In an accompanying editorial, Dr. William Dement of Stanford University said the findings reflected his belief that ”pervasive drowsy driving is an established fact in the United States. Numerous polls have found that up to 56 percent of the general public drives while drowsy.”

Almost one quarter of 18 to 29-year olds report they have fallen asleep at the wheel at some point during the past year, according to a new survey on sleep and fatigue conducted by the National Sleep Foundation. And half of U.S. adults admit to driving while they are tired.

Reporting on the survey, Bloomberg said that the poll of 1,154 adults was taken in October and November 1999 and has a margin of error of plus or minus 3 percentage points.

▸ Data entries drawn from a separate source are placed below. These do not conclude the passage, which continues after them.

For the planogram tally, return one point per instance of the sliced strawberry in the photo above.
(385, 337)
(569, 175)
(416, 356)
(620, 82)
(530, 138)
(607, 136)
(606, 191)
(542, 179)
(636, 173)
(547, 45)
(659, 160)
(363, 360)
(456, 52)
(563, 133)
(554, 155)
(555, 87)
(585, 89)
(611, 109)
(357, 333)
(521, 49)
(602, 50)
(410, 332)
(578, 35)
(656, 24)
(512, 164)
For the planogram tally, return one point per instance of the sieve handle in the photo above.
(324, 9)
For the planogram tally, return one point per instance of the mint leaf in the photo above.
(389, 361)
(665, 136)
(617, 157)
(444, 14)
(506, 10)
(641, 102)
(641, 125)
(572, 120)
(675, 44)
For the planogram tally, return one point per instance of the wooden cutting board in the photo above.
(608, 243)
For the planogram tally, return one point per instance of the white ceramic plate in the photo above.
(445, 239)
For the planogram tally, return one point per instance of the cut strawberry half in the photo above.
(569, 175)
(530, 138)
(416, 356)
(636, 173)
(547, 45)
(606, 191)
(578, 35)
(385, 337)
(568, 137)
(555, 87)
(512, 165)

Seventeen percent of those polled said they had fallen asleep while driving in the past year. Among 30- to 64-year olds, 15 percent reported falling asleep at the wheel in the past year, while only 5 percent of those 65 and older reported dozing off while driving.

Forty-two percent of those polled said they become “stressed” while driving drowsy and 12 percent say they drive faster when they are sleepy, according to the survey.

“Driving while drowsy is no different than driving under the influence of alcohol or drugs,” said Richard Gelula, the National Sleep Foundation’s executive director. “Sleepiness slows reaction time, decreases awareness and impairs judgment.”

The effects of driving drowsy mimic the effect of driving drunk.
  • Reaction time is slowed
  • Decreased awareness
  • Impaired judgment

It turns out to be a fact that your body CANNOT predict sleep onset. Now, we have all experienced that buzz behind the eyes that makes us say….”I just need to close my eyes for ONE SECOND”….but did you know that even though you may have every conscious intention of re-opening your eyes, the body may feel different and onset sleep at that split second? If you have ever fallen asleep at the wheel and lived to tell the tale, don’t EVER say you are an unlucky person!